That is Job’s question in the Old Testament. Job, at one point in his suffering, sounds like he’s quoting Psalm 8. “What are human beings, that you make so much of them, that you turn your thoughts to them?” Except Job, in his suffering, takes the trust of today’s psalm and makes a parody of it, turns it upside-down. Job isn’t so sure God’s thoughts toward human beings are a good thing; just the opposite: You “test us every hour of the day.” Suffering, pain, fear, and sickness add our voice to Job’s—whether the suffering is ours or that of someone we love—and with Job, we wonder if God cares.

 

Today’s psalm, with cosmic wonder as a backdrop, marvels at the unique dignity God gives to human beings. “You have made us little lower than the angels and crowned us with glory and honor.” Psalm 8 gives thanks for God who gives each of us profound value and worth. “You have…crowned us with glory and honor.”

 

You can pray this psalm as you marvel at God’s graciousness to you, or the birth of a baby, or at any human accomplishment that advances the well-being of all people together. “You have…crowned us with glory and honor.” We bear the Divine Image. And that gives us infinite and eternal worth that will not be diminished. This God-given dignity critiques every way of looking at people that undermines their basic human value or reduces their worth to economic terms—what you produce, consume, or contribute. “You have…crowned us with glory and honor.”

 

At the same time, Psalm 8 reminds us that we ourselves are not divine. “You have made us little lower than the angels.” We are lower than angels, less than God. We are fragile and finite.
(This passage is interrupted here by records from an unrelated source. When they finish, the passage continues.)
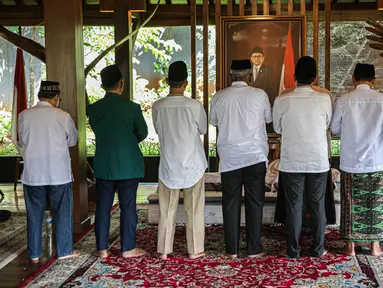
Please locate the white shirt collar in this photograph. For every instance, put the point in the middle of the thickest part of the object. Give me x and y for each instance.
(43, 103)
(239, 84)
(363, 87)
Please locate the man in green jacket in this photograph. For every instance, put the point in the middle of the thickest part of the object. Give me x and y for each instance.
(119, 126)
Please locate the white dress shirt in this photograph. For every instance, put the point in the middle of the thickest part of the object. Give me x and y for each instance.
(303, 117)
(179, 121)
(241, 112)
(358, 117)
(45, 133)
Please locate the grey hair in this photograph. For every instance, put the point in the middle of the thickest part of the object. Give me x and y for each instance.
(241, 73)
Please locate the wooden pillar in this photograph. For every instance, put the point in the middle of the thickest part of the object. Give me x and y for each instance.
(327, 44)
(254, 7)
(193, 27)
(278, 8)
(241, 7)
(123, 54)
(65, 63)
(266, 7)
(316, 30)
(290, 7)
(229, 8)
(205, 23)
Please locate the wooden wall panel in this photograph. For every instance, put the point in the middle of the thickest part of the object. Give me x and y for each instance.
(205, 20)
(193, 25)
(65, 63)
(254, 7)
(241, 7)
(328, 44)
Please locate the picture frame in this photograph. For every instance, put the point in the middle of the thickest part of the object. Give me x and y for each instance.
(240, 35)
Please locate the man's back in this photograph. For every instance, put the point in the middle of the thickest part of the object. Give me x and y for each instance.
(119, 126)
(241, 113)
(45, 133)
(302, 117)
(361, 127)
(179, 121)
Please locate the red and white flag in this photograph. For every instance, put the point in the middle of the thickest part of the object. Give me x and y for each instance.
(19, 97)
(288, 67)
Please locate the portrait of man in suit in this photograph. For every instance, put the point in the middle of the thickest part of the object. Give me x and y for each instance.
(263, 75)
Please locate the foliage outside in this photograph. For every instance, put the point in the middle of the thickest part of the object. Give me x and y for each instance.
(348, 39)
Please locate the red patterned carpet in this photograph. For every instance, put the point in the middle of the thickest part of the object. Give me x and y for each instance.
(216, 270)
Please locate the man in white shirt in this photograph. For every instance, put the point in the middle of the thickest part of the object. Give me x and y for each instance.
(241, 113)
(302, 117)
(45, 133)
(179, 122)
(358, 117)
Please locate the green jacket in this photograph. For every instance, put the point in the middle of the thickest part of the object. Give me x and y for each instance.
(119, 126)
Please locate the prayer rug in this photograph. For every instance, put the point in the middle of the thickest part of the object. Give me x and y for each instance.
(13, 237)
(215, 270)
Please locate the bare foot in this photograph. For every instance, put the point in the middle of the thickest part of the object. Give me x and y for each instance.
(349, 250)
(102, 254)
(162, 256)
(35, 260)
(196, 256)
(136, 252)
(74, 254)
(375, 249)
(257, 255)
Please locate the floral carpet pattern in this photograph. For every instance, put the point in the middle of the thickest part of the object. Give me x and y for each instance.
(13, 238)
(215, 270)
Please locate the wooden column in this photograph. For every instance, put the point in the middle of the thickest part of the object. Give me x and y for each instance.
(123, 26)
(254, 7)
(229, 8)
(65, 63)
(303, 7)
(266, 7)
(316, 31)
(241, 7)
(278, 8)
(327, 45)
(205, 23)
(193, 27)
(290, 7)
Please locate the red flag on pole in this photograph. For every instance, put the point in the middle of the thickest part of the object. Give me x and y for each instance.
(19, 96)
(288, 67)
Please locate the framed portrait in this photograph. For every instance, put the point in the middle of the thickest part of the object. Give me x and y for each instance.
(264, 40)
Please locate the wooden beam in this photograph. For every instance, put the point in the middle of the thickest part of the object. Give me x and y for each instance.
(205, 44)
(241, 7)
(303, 7)
(67, 42)
(122, 27)
(278, 7)
(193, 48)
(254, 8)
(290, 7)
(218, 44)
(230, 7)
(266, 7)
(316, 30)
(328, 45)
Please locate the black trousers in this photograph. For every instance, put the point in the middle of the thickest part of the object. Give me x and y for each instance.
(294, 186)
(127, 194)
(253, 179)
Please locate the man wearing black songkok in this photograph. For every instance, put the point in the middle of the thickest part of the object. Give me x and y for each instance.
(241, 113)
(302, 117)
(359, 120)
(119, 126)
(179, 122)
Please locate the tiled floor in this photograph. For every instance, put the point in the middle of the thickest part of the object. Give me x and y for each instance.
(14, 200)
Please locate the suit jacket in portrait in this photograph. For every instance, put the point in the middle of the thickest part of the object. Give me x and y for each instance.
(266, 81)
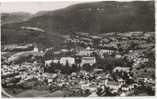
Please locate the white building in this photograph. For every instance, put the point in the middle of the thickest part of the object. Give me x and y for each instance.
(88, 60)
(70, 60)
(119, 69)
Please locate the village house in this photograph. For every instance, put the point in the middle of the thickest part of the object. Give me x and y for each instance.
(69, 60)
(88, 60)
(121, 69)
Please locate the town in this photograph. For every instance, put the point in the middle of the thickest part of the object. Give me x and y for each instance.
(85, 65)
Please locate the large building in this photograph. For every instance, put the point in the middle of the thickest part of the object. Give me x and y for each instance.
(69, 60)
(88, 60)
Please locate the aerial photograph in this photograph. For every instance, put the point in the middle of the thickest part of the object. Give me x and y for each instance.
(77, 49)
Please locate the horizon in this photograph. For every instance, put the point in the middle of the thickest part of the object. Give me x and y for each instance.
(35, 7)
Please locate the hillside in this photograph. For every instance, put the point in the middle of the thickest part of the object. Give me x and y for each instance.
(99, 17)
(14, 17)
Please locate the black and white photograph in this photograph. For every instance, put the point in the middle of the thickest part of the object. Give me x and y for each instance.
(77, 48)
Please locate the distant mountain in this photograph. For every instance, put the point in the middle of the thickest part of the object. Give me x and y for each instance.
(97, 17)
(14, 17)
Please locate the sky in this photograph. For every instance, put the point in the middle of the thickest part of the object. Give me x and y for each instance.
(33, 7)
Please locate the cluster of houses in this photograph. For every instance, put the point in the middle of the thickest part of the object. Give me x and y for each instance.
(27, 62)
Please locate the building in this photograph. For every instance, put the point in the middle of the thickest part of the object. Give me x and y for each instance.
(69, 60)
(88, 60)
(119, 69)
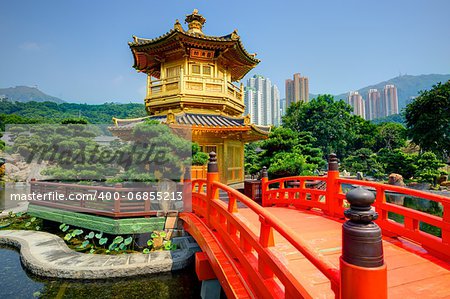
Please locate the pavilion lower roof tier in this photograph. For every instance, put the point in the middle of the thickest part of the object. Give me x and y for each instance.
(237, 128)
(227, 50)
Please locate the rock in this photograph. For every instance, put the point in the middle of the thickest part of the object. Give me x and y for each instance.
(11, 168)
(445, 184)
(442, 178)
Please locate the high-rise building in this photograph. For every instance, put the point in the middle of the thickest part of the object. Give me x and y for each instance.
(282, 108)
(374, 105)
(390, 100)
(357, 102)
(262, 101)
(276, 112)
(297, 89)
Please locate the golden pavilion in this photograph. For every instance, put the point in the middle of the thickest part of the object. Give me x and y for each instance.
(190, 82)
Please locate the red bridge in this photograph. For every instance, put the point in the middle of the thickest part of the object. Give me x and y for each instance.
(298, 244)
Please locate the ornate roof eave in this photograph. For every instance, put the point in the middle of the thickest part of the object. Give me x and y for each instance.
(223, 42)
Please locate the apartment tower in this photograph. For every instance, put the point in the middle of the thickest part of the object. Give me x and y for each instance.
(297, 89)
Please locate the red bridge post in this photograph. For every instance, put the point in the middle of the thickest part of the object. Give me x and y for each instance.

There are limits to our understanding; we won’t solve all mysteries; from the wonder of the Triune God to the mysteries of suffering; we can’t control all aspects of our lives. Job himself discovers this when he is met head-on by God in the wonder of creation. But within our limits, we who are fragile and finite are given us extraordinary dignity and honor in God. “God is mindful of us,” says the psalm as it marvels at both the majesty of God and the care of God. Or Julian of Norwich puts it, “We are enclosed in the Father, enclosed in the Son, enclosed in the Holy Spirit.” Enclosed, protected, and secure in the life of the Triune God—this is God’s delight.

 

On Trinity Sunday we consider the joy and delight of the Triune God, the uncontainable joy that surges from the heavens and extends to us: the Father who loves and gives; the Son who, in his life and death, makes our joy complete; the Spirit poured out for the life of the world, making you “partakers of the divine nature.” You are partakers of the divine nature, the New Testament says, as you are transformed by the Holy Spirit to live in the holiness, joy, and grace of Jesus the Son, all to the glory of God the Father.

 

This is the God in whom you live and move and have your being, the God in whose love and strength you are enclosed, the reality and truth of God for you to explore every day in a delight that cannot be contained.